Yesterday was December 7 — a date, President Franklin Roosevelt promised, that will “live in infamy.”

Joey Karmanosky had graduated 6 months earlier from Staples High School, where he was sports editor of the Inklings newspaper.

In his diary, he wrote: “We got home late from Church today. Mom had to stop for some errands and the car wouldn’t start. It is old and I know Pops will not get another one.

“We walked home in the cold. We got home about 2:00 or so and the house was cold too. A few neighbors were there and the radio was on full blast. I think it was a CBS channel from the city because it was all crackling and I could barely hear anything. Two neighbors were over too. Listening.

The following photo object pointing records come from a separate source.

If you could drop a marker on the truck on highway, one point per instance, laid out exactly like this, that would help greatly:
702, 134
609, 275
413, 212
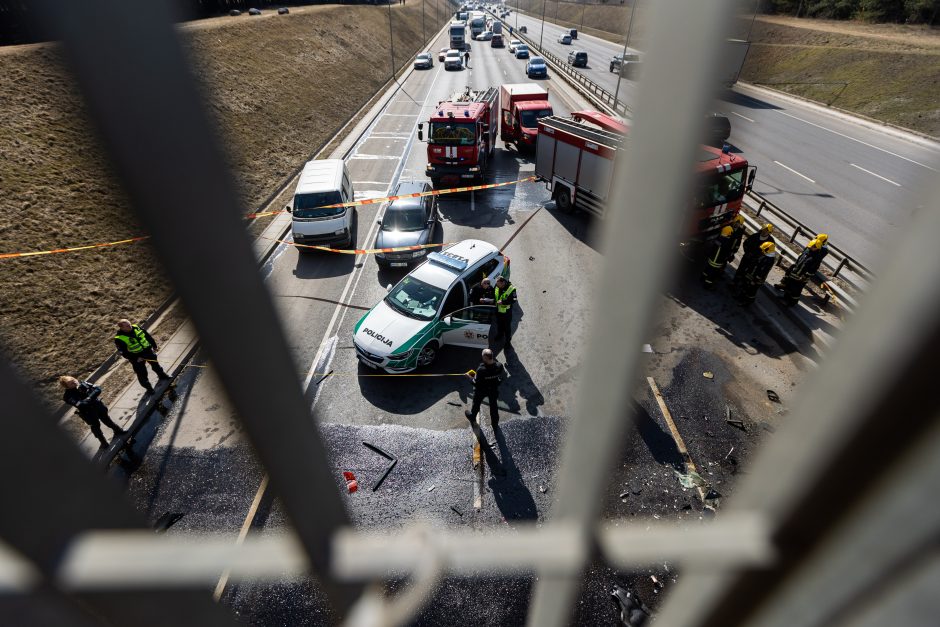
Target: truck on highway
734, 54
461, 136
477, 24
522, 106
575, 158
458, 36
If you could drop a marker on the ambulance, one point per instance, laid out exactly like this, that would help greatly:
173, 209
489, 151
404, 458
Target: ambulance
428, 309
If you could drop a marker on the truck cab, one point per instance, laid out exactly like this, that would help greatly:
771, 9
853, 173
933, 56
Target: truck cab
523, 105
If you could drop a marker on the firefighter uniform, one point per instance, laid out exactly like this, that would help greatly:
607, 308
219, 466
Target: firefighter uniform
505, 294
138, 347
751, 275
83, 396
486, 385
717, 253
737, 236
805, 267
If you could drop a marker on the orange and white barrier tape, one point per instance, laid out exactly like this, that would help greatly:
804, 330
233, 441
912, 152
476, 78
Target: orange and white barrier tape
73, 249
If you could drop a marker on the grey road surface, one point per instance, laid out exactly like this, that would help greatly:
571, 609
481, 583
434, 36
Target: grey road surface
856, 181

“‘The Japs bombed us,'” one neighbor said to my mother. She went straight to the bedroom.

“I sat on the floor next to Pops. His hand was twitching. ‘What does this mean, Pops?’ I asked.

“‘We are at war,’ he said with no emotion. I got up after awhile and walked out on our street down toward the beach (Burying Hill) and figured I would have to join up to fight. What else could I do?”

According to Carl Addison Swanson, who sent along the chilling diary excerpt, Joey enlisted in the Army right after new year’s, in 1942. He served in the Pacific theater (New Guinea).

He returned to Westport in April 1944, “thin as a rail.” He discontinued his diary shortly after enlisting.

Carl says that Joey served as a Westport mail carrier for decades. He died in 2006.